BP profit more than £500m higher than expected

UK-listed oil giant BP made a profit of £4 billion in the first three months of this year
UK-listed oil giant BP made a profit of £4 billion in the first three months of this year

OIL giant BP's profit was more than half a billion pounds more than expected in the first three months of the year as the business continued to benefit from elevated energy prices.

Bosses revealed on Tuesday that the company made just under five billion US dollars (£4 billion) in underlying replacement cost profit between January and March, citing a strong performance in its oil trading business.

It is a reduction from last year - when the business rested on extremely high energy prices - but apart from that is the best result that BP has reported in at least a decade.

The drop from last year was largely thanks to the fact that BP got less money for the oil and gas that it sold, although this was partly offset by an exceptional performance from its gas marketing division.

It is also around $700 million (£560 million) more than analysts who follow the oil major had thought it would make.

Chief executive Bernard Looney said: "This has been a quarter of strong performance and strategic delivery as we continue to focus on safe and reliable operations."

The profit immediately sparked criticism, including from shadow energy secretary Ed Miliband, who called it "unearned" and "unexpected windfalls of war".

BP has already been hit by extra windfall taxes on the profits it makes from pumping oil and gas from UK waters.

However critics have said the tax allows energy companies to get away with not paying much of it if they invest in drilling for more oil and gas.

"These enormous profits are the unearned, unexpected windfalls of war. And every excess pound that the energy giants rake in is at the expense of British families," Mr Miliband said.

"Yet, after all this time, the Tory windfall tax is still full of get-out clauses with billions being bunged at oil and gas companies in special subsidies not available in any other part of the energy sector."

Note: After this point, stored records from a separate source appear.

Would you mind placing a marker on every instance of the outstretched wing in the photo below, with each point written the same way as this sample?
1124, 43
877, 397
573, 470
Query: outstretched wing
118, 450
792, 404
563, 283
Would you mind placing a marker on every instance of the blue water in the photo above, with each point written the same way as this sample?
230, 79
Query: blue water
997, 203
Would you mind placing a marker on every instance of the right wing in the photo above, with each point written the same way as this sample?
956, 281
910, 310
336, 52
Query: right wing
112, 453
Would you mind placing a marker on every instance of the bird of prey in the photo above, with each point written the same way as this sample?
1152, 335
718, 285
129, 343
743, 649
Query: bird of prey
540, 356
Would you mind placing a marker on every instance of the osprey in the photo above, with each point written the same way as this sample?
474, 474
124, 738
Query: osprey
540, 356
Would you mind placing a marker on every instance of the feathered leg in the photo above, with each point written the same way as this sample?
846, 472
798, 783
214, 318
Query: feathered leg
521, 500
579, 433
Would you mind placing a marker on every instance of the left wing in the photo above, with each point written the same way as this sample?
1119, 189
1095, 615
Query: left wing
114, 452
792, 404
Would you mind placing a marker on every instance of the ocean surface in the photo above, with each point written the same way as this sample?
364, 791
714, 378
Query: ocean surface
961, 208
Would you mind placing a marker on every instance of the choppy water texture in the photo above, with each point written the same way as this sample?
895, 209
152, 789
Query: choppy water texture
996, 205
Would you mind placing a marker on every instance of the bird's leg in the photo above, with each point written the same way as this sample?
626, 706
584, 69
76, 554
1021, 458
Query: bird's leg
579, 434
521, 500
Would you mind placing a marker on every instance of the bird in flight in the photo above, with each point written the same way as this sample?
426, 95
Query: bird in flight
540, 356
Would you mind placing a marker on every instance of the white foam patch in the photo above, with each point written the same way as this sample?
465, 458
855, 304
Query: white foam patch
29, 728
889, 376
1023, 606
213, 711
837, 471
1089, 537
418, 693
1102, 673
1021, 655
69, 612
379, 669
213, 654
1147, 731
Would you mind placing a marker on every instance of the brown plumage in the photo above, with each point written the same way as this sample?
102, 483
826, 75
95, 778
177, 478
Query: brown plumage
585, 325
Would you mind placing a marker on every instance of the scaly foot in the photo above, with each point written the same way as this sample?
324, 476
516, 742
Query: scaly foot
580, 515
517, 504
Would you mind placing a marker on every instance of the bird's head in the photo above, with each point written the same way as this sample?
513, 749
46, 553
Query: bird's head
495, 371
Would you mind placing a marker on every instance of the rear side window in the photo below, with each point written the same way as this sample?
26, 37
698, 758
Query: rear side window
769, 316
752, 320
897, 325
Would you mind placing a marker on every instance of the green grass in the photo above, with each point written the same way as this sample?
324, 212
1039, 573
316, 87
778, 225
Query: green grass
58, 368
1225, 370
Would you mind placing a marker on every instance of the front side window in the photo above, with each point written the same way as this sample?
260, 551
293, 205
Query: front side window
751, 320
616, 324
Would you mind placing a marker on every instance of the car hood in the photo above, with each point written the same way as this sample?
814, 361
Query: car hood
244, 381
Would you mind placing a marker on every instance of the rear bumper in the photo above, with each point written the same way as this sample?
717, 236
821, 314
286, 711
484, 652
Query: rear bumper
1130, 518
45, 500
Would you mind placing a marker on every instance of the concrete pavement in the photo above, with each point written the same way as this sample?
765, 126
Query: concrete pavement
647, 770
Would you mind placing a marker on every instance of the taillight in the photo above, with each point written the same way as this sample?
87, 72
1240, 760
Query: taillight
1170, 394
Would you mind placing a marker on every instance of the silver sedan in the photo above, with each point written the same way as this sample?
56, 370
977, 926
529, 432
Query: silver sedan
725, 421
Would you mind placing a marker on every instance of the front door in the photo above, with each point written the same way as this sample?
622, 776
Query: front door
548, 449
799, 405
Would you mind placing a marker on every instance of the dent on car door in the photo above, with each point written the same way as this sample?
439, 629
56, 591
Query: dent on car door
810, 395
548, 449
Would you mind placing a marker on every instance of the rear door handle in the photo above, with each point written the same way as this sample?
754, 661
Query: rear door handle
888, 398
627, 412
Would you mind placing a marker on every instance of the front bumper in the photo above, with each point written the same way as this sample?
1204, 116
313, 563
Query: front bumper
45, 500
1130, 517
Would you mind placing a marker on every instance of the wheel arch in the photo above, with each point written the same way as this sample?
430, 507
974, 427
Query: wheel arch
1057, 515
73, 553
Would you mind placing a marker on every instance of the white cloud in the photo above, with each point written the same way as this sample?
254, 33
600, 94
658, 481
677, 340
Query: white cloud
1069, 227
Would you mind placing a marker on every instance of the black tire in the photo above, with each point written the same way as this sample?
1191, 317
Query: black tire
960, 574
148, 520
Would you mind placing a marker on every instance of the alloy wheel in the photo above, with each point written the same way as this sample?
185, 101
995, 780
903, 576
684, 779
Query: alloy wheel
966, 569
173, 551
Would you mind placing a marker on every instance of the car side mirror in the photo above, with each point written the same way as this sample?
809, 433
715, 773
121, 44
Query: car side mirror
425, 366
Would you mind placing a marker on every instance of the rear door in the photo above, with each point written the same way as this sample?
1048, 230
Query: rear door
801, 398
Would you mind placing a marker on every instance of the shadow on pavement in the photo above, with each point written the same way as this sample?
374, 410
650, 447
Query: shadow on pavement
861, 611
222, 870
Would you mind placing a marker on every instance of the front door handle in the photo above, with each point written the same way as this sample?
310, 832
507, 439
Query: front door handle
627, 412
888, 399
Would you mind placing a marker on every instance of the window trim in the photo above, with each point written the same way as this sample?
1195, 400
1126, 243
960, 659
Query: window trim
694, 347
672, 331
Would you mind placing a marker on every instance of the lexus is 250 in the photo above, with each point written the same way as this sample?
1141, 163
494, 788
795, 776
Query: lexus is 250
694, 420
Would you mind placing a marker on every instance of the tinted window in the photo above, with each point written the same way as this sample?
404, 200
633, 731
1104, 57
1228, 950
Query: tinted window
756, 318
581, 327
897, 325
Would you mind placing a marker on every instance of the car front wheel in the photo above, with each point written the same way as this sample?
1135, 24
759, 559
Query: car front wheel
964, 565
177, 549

BP said it expects oil prices to remain high after a recent decision by Opec+, a cartel of oil-producing countries, to restrict production in order to keep prices up.

Demand from China will also serve to put upwards pressure on both the cost of oil and the cost of liquid natural gas.

In February, BP reported record profits for 2022 as the company - along with the rest of the energy sector - benefitted from the surge in oil and gas prices following Russia's invasion of Ukraine.

It has led to big profits for energy companies, but also fuelled a rise in energy bills for households and businesses.

Nick Butler, a former BP executive and visiting professor at Kings College London, told the BBC Today programme that the strong results had come "from a good internal business performance but also from high prices around the world".

But said the firm's profits were likely to "come down quite a lot this year" as oil and gas prices were falling back, adding: "That will have an impact on the revenue they get and the taxes they pay."

Labour would use the profits made by BP and other fossil fuel companies to freeze council tax, Sir Keir Starmer has said.

Speaking on BBC Breakfast, the Labour Leader said that "of course we want BP and others to make profits so they can invest", but that these profits are "over and above" what BP expected and should contribute to a "proper windfall tax".

"What we say in the Labour Party is use that money, have a proper windfall tax that's effective and use that money directly to freeze council tax," he said.

"The government has loopholes in the windfall tax they've put in place, so they aren't using their money effectively," he added.

Sir Keir said that the number one issue ahead of Thursday's local elections in Britain is the cost of living crisis.

He said: "Labour is choosing to in this case, use those excess profits, use a proper windfall tax, and use that directly to help people with the bills that they're struggling with."